MRI is often used as a diagnostic modality in evaluating sellar region lesions. Contrast-enhanced MRI may help neurosurgeons understand the radiographic characteristics of PAs, CRs, RCCs and TSMs [18,19,20]. However, common diseases in the sellar region may be difficult to distinguish due to the similar imaging features on conventional MRI (both with and without contrast) [5]. Due to the characteristics of cystic contents, the signals of RCCs on MRI are different. In addition, it is difficult to differentiate RCCs and CRs when the walls of the RCC are enhanced and surrounded by the enhanced normal pituitary gland on contrast-enhanced MRI [21]. Additionally, cystic PAs may show different intensities on T1- or T2-weighted images, especially hemorrhagic changes, which is similar to the findings for RCCs and CRs on MR images. ML could provide better performance in classifying and predicting PA subtypes on T2-weighted sequences [6, 7]. Ma et al. [22] used a ML algorithm to achieve good performance in predicting the CR subtype on contrast-enhanced T1-weighted sequences. Huang et al. [4] showed good performance in diagnosing pathological subtypes of CR on T1-weighted images. However, there has been only one study [8] on the use of ML for anterior skull base lesions based on contrast-enhanced T1-weighted sequences. In our study, the ML model was used to differentiate PAs and CRs, TSMs and CRs, and PAs and RCCs separately, with accuracies of 0.8, 0.819 and 0.836, respectively. Therefore, the results were only for comparisons between two kinds of anterior skull base lesions, and the performance in differentiating all four anterior skull base lesions from each other was not truly determined. In our study, three models were established to verify their performance in differentiating the four sellar region lesions. The results showed that the XGBoost model had the best performance, and its balanced accuracy with contrast-enhanced T1-weighted sequence features was up to 83%. The average AUC value was 0.9560, which is better than that in the above literature.

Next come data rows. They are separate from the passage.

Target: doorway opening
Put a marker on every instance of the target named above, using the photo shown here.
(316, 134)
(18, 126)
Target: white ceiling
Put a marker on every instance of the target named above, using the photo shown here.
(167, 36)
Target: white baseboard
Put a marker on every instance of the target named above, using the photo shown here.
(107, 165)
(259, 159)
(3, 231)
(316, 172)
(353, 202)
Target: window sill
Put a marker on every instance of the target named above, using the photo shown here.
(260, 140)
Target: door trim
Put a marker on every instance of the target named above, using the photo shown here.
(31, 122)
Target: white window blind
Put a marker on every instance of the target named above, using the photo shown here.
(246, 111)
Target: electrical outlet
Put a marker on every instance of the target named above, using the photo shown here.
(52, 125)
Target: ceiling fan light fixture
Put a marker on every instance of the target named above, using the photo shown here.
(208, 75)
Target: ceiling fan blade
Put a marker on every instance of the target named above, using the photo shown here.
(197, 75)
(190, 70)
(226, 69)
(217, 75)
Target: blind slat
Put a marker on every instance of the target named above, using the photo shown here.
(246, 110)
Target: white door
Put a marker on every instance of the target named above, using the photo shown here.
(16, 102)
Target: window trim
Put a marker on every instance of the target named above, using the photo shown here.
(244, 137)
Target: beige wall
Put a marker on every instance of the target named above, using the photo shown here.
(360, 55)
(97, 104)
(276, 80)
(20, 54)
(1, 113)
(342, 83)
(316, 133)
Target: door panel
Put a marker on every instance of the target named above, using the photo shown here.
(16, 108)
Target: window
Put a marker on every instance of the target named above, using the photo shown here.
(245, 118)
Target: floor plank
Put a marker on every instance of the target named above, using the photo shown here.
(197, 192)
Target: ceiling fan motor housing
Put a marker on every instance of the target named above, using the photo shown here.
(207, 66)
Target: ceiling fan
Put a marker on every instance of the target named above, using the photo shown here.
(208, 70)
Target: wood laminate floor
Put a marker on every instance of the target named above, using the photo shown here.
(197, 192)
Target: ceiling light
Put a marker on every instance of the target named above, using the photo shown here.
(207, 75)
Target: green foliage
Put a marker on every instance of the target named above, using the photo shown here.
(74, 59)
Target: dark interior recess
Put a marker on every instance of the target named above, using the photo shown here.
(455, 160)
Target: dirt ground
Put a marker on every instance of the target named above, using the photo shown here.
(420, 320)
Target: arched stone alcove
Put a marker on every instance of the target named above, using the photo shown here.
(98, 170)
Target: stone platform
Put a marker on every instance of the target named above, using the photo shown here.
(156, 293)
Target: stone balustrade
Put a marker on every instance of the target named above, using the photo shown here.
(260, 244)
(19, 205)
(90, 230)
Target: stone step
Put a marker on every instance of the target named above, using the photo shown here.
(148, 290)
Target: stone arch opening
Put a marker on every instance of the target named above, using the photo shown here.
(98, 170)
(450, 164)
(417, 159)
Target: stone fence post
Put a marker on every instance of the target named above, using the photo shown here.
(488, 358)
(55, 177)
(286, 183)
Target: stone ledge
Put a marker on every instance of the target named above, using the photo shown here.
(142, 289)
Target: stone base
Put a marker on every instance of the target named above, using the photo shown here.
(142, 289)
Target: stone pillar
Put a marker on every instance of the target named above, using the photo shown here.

The XGBoost framework, proposed by Chen et al. [23], is an efficient and scalable tree-enhanced ML system that is provided in the form of an open-source software package. Its features include distributed processing and high prediction accuracy; it can be adapted to high-dimensional features and can effectively prevent overfitting. The impact of this system has been widely recognized in many fields, especially environmental analysis [24], molecular biology [25, 26], and neuroimaging [10, 27]. The benefit of using the XGBoost model is that an importance score for each attribute can be calculated, which represents the value of the related attribute in building the enhanced decision tree within the model. In this study, by calculating the importance scores of the extracted imaging features, especially for adjusting the parameters of XGBoost, sparse large-scale image feature data are processed efficiently, and the flexibility of distributed and parallel computing is realized. The optimal XGBoost identification model is obtained by using a series of decision trees to estimate the target features and define quantized weights for each leaf node. However, the lack of a formal ablation study remains a limitation, as it limits detailed insights into the contribution of individual feature subsets. In future studies—especially when extending feature extraction across imaging sequences or modalities—integrating cross-domain attention-guided fusion and optimization strategies may offer more interpretable and efficient feature selection mechanisms [28].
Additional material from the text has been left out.